Have you been following our Ones To Watch series? Twenty-five up-and-coming growers–and some of them already well established for their ages–have graced these pages over the last five months, sharing their stories and insights with us so we can relay information to you from a few growers eager to make a difference in tomorrow’s world.
Some of our Ones To Watch are barely 25 years old, yet they have visions of the next 25 years–for their careers, their growing operations and the industry. Their resumes are obviously impressive, but their enthusiasm and fortitude in a time of economic uncertainty should be even more encouraging to industry insiders–and outsiders.
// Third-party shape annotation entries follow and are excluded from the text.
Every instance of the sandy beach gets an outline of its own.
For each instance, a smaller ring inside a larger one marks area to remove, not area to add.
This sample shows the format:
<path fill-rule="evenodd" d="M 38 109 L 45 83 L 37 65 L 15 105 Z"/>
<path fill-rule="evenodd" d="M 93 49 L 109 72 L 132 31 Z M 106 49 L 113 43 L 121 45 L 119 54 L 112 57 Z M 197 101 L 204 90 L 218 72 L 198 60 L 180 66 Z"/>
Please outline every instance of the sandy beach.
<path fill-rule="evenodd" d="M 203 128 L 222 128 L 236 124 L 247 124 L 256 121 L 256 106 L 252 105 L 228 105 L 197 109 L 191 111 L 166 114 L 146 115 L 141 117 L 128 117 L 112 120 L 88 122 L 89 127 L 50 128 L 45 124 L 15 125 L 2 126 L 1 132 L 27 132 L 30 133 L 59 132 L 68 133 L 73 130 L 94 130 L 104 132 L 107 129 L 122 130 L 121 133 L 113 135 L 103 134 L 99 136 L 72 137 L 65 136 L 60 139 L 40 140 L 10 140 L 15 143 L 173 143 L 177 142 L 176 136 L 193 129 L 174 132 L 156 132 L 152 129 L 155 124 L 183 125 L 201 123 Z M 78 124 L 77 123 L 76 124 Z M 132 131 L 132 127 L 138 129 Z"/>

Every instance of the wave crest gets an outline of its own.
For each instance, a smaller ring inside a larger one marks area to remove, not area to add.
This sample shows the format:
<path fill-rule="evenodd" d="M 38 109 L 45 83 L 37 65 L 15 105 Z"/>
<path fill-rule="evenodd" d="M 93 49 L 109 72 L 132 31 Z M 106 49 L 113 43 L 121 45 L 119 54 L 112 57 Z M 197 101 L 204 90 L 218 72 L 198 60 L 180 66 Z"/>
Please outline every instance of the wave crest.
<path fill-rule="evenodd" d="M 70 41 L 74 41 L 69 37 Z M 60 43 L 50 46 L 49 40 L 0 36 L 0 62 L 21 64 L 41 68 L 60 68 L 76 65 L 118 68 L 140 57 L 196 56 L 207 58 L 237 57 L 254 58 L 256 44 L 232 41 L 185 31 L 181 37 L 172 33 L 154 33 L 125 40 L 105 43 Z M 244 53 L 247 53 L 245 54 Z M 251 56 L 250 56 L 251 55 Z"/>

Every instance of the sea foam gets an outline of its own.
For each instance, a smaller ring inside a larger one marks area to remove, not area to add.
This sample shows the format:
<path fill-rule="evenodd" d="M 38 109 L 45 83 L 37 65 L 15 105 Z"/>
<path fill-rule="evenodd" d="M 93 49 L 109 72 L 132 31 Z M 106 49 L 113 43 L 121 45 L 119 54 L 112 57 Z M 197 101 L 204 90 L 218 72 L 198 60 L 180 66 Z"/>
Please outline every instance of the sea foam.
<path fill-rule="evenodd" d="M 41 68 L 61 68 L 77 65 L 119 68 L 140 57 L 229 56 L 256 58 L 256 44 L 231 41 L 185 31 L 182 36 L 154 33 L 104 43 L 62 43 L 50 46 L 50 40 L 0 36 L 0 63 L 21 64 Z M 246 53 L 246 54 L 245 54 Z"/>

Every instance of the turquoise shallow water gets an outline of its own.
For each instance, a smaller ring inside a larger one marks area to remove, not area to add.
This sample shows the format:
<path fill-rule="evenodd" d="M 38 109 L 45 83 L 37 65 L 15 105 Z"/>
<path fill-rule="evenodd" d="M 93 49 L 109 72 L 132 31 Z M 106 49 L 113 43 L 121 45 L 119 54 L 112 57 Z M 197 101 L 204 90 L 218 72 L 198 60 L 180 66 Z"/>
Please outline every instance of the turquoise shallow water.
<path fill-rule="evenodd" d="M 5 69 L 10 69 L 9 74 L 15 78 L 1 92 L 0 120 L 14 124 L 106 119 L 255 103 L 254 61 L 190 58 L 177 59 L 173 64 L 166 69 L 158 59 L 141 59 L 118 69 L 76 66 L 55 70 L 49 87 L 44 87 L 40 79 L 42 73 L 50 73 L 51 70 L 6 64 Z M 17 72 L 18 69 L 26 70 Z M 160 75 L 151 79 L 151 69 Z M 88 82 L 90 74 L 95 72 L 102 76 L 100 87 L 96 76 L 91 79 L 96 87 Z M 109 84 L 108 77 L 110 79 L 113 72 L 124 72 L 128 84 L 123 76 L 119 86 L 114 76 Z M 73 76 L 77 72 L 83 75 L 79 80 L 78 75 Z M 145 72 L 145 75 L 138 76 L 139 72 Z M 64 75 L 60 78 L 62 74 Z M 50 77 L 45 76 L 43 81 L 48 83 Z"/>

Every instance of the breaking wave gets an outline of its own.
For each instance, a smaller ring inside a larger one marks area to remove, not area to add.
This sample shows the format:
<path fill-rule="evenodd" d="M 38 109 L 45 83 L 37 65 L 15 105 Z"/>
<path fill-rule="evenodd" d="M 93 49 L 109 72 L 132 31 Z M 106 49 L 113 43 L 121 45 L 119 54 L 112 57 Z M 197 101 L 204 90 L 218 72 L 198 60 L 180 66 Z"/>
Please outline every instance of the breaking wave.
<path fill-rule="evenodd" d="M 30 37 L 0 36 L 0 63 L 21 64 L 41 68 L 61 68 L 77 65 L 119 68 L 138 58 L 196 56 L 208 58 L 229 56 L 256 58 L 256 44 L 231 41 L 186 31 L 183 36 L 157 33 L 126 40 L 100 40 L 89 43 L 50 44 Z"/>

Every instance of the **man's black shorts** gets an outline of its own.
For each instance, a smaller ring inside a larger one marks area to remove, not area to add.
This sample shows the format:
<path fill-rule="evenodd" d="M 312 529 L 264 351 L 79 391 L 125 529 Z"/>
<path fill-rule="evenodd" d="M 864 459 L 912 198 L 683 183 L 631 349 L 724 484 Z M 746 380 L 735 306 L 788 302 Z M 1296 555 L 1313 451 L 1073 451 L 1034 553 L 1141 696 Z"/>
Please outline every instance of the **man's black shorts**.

The young growers profiled don’t sit around waiting for others to develop solutions. Instead, they’ve formulated the templates for others to follow. They’ve become inventors, innovators and voices for change. They’ve put a new or unique spin on marketing, taken advantage of new technology and opened their doors to share ideas.
This issue closes the door on our Ones To Watch series, but we’ll keep an eye on those already profiled and another on prospects you’ll need to know about.
It’s Elzinga In ’08
President Mark Elzinga and Head Grower Roger Rosenthal were a little too experienced to qualify for our 25 Ones To Watch, but they certainly caught our attention this year. Their commitment to organics and geothermal energy were big reasons why their operation, Elzinga & Hoeksema Greenhouses, earned Grower of the Year honors for 2008.
On a visit to the company’s Portage, Mich., location back in March, I felt like I had stepped into the future after crossing through a sterilizing chamber and into Elzinga’s brand-new facility built solely for organic production. A guided greenhouse tour brought us to benches of the operation’s branded organic herbs and veggies, which reflects more than 40 years of continuous business between Elzinga and the Meijer retail chain.
Two 500-gallon onsite compost tea brewers to feed organic plants, a collection of 200 solar panels and a heat exchanger that includes 26 miles of polypropylene tubing were other highlights of the tour. The investment was an extraordinary one, but the payback for the operation and the environment should come sooner than later judging from the rapid global growth of organic food sales and the skyward direction of heating costs.
Winter is bound to slam Michigan soon. It might not hit Elzinga’s pocketbook quite as hard this time around.